Kartoffelgeschichte und -Geschichten

32. Wie kann sich der Kartoffelkäfer im Sinne des Pflanzenschutzes nützlich machen?

Der daumennagelgroße, schwarzgelb gestreifte Kartoffelkäfer (s. Fragen 25, 26, 27, 28) befällt duftorientiert die Kartoffelstauden und legt hier Eier ab, aus denen bald die noch gefräßigeren Larven schlüpfen. Wenn erst einmal ein Kartoffelkäfer da ist, kommen andere bald in Scharen nach, um ihren Reifefraß zu absolvieren und Eier abzulegen. Ihr ungemein gut entwickelter Geruchssinn bringt die Käfer rasch auf die richtige Duftspur. Immer dann, wenn ein Kartoffelblatt verletzt wird, etwa durch den Fraß eines Kartoffelkäfers, reagiert das Blatt mit der Bildung bestimmter Duftstoffe, die der Pflanze als Wundverschlussmittel dienen. Dieser Grünblattgeruch wird von anderen Käfern, die sich am Feldrand oder auf dem Nachbarfeld befinden, registriert.
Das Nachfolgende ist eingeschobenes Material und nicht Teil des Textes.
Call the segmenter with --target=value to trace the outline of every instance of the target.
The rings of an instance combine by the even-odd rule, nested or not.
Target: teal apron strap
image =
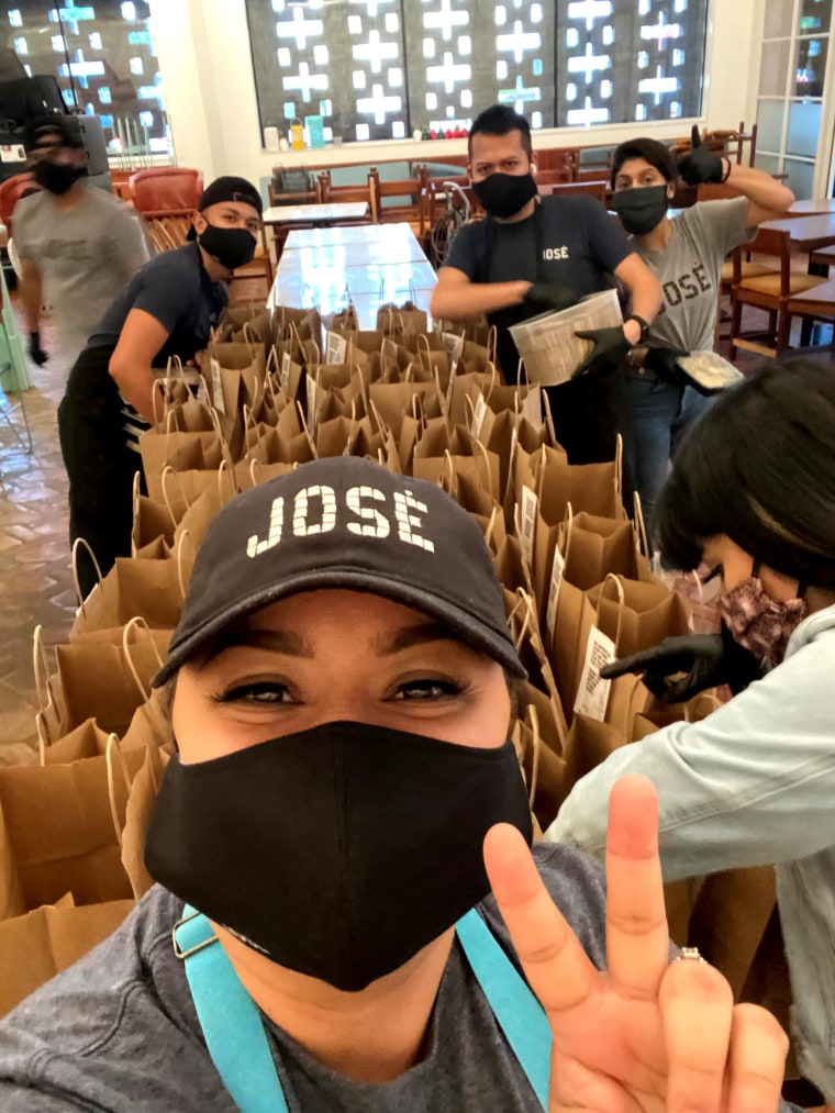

Wissenschaftler des Forschungszentrums Jülich und der Universität Gießen nutzen den empfindlichen Geruchssinn eines Kartoffelkäfers, um Kartoffelproduzenten vor einem drohenden Käferbefall zu warnen. Der Käfer wird zum Sensor umfunktioniert. Sobald der Kartoffelkäfer ein verletztes Blatt riecht, wird der Landwirt alarmiert und leitet die insektizide Bekämpfung ein. Der Vorteil ist, dass weder zu früh noch zu spät behandelt wird, sondern genau zu Befallsbeginn.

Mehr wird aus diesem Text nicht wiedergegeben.